Ask most people and they will probably think Ebola is about to arrive in the UK and is a threat. The first may be true – but it will be a handful of cases, at most – and the second is not. Ebola is not easy to catch. It is transmitted by an exchange of bodily fluids with somebody who is so sick they are vomiting, bleeding or excreting heavily. That puts health workers potentially at risk but very few of the rest of us, and the planned emergency response to any Ebola diagnosis – tracking down and monitoring every contact, just in case – will ensure the risks of spread are minimal.

Ebola panic is a global development. It is hard to reassure people when unfounded scare stories are broadcast across the worldwide web. But in several ways this could have been better handled.
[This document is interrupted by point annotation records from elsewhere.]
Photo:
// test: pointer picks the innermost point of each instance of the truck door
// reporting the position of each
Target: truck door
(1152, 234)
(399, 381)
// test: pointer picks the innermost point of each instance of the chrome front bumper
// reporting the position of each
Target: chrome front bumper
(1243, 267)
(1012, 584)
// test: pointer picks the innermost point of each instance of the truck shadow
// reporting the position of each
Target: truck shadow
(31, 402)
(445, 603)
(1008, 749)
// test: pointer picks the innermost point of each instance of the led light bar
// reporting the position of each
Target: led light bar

1. Public Health England, full of expertise on infectious diseases and keeping the public safe, does not have a high enough profile. It talks absolute sense and advises government and journalists, but its voice is not much heard by the general public – and nor do they know what it does. In fact, the expertise on infectious diseases resides in Colindale in north London, in what used to be called the Health Protection Agency, which maybe has a more resonant name when it comes to Ebola. Public Health England is responsible for obesity and smoking cessation and other health issues. It may be a problem that PHE has existed only for the last couple of years. It is not the go-to place for Ebola information for most of the general public.

In the US, public health messages are dispensed by the surgeon general, and have been for a long time. Warnings in his name are plastered over cigarette packets. The top item on the surgeon general’s website is Facts about Ebola, with the one line underneath: “The risk of an Ebola outbreak in the US is very low.” It is a simple message, put out by a known authority, with more detail available for those who want to click onwards.

2. Politicians have been part of the problem. Public Health England was not in favour of screening people returning from west Africa at ports and airports, and advised ministers so. You cannot detect Ebola virus until somebody has symptoms, which is usually about five days after infection but can be up to 21 days. So taking temperatures at Heathrow is a needle-in-a-haystack exercise. You will be lucky to find anybody who was well enough to board the flight but has become symptomatic on arrival in the UK.

Keith Vaz, chair of the Commons home affairs select committee, was one of those who did not listen. Last Thursday, he called for screening to increase public confidence, on the back of the US decision to screen. The defence secretary, Michael Fallon, had said there were no plans to screen and the chancellor, George Osborne, said they would screen only if they had medical advice that this was useful – but on Monday the health secretary, Jeremy Hunt, announced screening would go ahead. At best, the public gets a very confused message. More probably, this fuels the panic.

Hunt has not weighed his words carefully on Ebola. The disease, he said this week, could reach the scale of the Aids epidemic. For Sierra Leone, Liberia and Guinea, and potentially other countries nearby, that is sadly true, although Nigeria and Senegal have tracked down all cases and stopped Ebola in its tracks within their own borders. But many readers of Hunt’s words will be thinking of the UK, the US and Europe. Scary.

3. The media have not helped. Hunt’s words were, of course, blasted across the front page of the Times, and were prominent in the Telegraph, the Mail and elsewhere. But the sheer quantity of unsubstantiated and sometimes unchecked stories on Ebola are just as much of a problem. Because people are worried, Ebola stories on newspaper websites get huge numbers of hits. People are certainly looking for information. It is a disservice, however, to ramp up and run every minor scare.

Maybe we need a trusted voice on Ebola and public health generally. Members of the Royal College of Physicians, anxious about escalating obesity in the UK, urged that there should be an obesity champion and even suggested it could be a member of the royal family. Maybe not, but we need somebody on the public health side with a much higher profile, who must not then be gainsaid by politicians or railroaded by the press into measures that are not justified by any evidence.